Oct 052013
 

The new term has brought with it a workload of such epic proportions that I’ve just completed 21 full working days without any kind of break. My AST role has finally vanished, so it’s back to the rigours of a full teaching timetable, spiced up with five brand new subjects that I haven’t taught before. Hopefully this excuse adequately covers the lack of updates on the blog.

I’ve just finished teaching a short series of lessons on plate tectonics to year 9. We started by looking at the impact of tectonics on human history using the Deep Earth resource I wrote about last year. I used the 2004 SE Asia tsunami to illustrate short and long term aid (I save the Japan tsunami for GCSE) and finished with the classic Montserrat activity. I wanted to devise a differentiated  assessment that would recap and reinforce knowledge as well as allowing the students to show what they’ve learned. I came up with a simple concept map that is easy to modify for any topic.
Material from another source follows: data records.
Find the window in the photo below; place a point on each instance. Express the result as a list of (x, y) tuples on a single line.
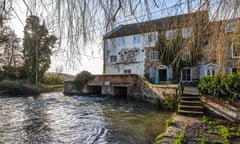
[(151, 37), (185, 53), (136, 39), (187, 74), (127, 71), (113, 58), (187, 32), (235, 50), (171, 34), (235, 70), (154, 55), (230, 27), (120, 42)]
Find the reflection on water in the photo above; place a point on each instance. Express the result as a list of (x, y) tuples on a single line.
[(54, 118)]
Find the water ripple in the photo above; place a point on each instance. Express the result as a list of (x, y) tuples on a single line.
[(55, 118)]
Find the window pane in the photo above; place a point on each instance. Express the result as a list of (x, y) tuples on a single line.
[(186, 75), (154, 55), (236, 50), (113, 58), (136, 39)]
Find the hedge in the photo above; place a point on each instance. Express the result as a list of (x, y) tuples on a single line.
[(226, 86)]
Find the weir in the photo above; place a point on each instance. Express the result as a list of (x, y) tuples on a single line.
[(94, 89), (120, 91), (128, 85)]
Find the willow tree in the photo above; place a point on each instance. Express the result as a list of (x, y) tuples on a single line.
[(81, 21), (37, 48)]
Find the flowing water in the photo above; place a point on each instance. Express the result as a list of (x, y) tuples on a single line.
[(55, 118)]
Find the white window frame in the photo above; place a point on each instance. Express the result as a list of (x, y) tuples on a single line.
[(151, 38), (187, 32), (232, 50), (113, 58), (171, 34), (136, 39), (121, 42), (188, 68), (154, 56)]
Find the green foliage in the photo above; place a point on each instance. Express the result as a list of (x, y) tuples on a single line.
[(221, 86), (37, 48), (82, 79), (204, 119), (171, 101), (224, 132), (52, 79), (181, 137), (203, 140), (159, 137), (169, 122), (17, 88)]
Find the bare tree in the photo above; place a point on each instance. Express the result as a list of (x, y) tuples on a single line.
[(80, 22)]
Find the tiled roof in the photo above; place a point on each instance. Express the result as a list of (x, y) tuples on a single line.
[(158, 24)]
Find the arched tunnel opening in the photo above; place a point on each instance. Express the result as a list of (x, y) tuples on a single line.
[(120, 91), (94, 90)]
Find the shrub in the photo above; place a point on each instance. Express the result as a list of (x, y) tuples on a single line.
[(52, 79), (81, 79), (221, 86)]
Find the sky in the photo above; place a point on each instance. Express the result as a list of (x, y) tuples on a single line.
[(91, 60)]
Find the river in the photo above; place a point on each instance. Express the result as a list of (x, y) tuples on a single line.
[(55, 118)]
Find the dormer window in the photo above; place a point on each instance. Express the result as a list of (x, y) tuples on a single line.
[(171, 34), (121, 42), (113, 58), (136, 39)]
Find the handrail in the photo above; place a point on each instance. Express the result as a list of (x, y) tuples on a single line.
[(180, 90)]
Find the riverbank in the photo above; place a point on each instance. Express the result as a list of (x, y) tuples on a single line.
[(192, 130)]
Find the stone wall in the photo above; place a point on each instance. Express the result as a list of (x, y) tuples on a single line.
[(137, 88)]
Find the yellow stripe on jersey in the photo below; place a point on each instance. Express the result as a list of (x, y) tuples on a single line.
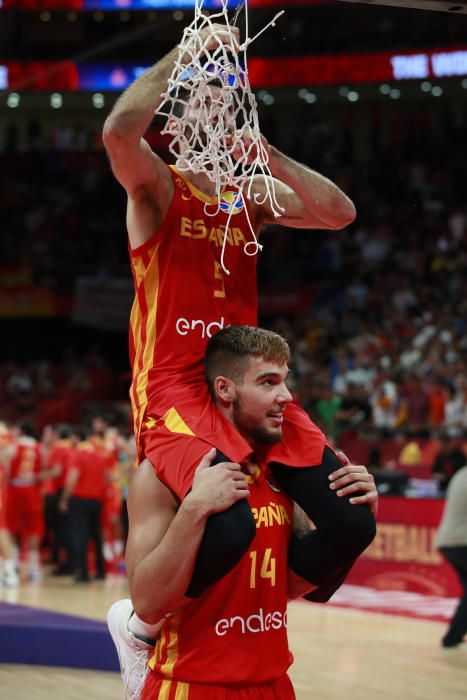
[(182, 691), (164, 691), (151, 293), (253, 473), (175, 423), (166, 669), (139, 268)]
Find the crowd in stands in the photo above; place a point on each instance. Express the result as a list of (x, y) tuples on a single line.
[(380, 347), (42, 392)]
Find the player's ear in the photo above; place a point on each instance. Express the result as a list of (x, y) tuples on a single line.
[(224, 389)]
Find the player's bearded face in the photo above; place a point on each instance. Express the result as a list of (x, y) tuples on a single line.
[(260, 402)]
Students are given a list of key words from the topic, an A3 sheet and instructions to find and describe as many links as possible. There is a selection of bonus words to stretch the most able and a mark scheme. It’s super simple and brings nothing new at all to the world of assessment.

17/10/13 Update: I’ve discovered the hexagon generator from Pam Hook which may well offer a better way to analyse links between keywords.